Daza-Flores collaborated with Cuenca-Guerra on a paper titled “Calf implants”, in which the team did for the lower leg what Cuenca-Guerra did for the butt: “the physical characteristics that make calves attractive” and “defects” should be addressed. Here again, plastic surgeons were recruited to evaluate the images – 2,600 of them, a vast photographic millipede of female legs.

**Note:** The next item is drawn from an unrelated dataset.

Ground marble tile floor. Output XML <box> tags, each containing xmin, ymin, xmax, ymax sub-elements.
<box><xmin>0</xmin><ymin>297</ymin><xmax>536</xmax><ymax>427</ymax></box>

The newspaper took an unexpected turn. Referring to a marked photograph of a lower leg deemed attractive, the authors tried to show that its measurement corresponded to what is known in mathematics as the divine proportion (or golden ratio) – 1.6 (I’m rounding this off) to 1. When you divide a line into two parts such that the entire length divided by the longer part is equal to the longer part divided by the shorter part, then both of those ratios will be 1.6 to 1. I found an illustration of the divine proportion on a website called Math Is. Fun (and not convincing anyone). The golden dividing line divides the length so that one piece is approximately two-thirds and the other approximately one-third. The ancient Greeks divided the “ideal” face into equally proportioned thirds. This was the first time I had seen divine proportions applied to a leg.

The paper contained sentences like this: “The legs of seventeen women were thin, in the shape of a tube, and the AP and LL projections had a ratio of only 1:1.618.” Although I admit to not understanding the details of the discussion, I believe this to be a mathematically accurate description of the cankles.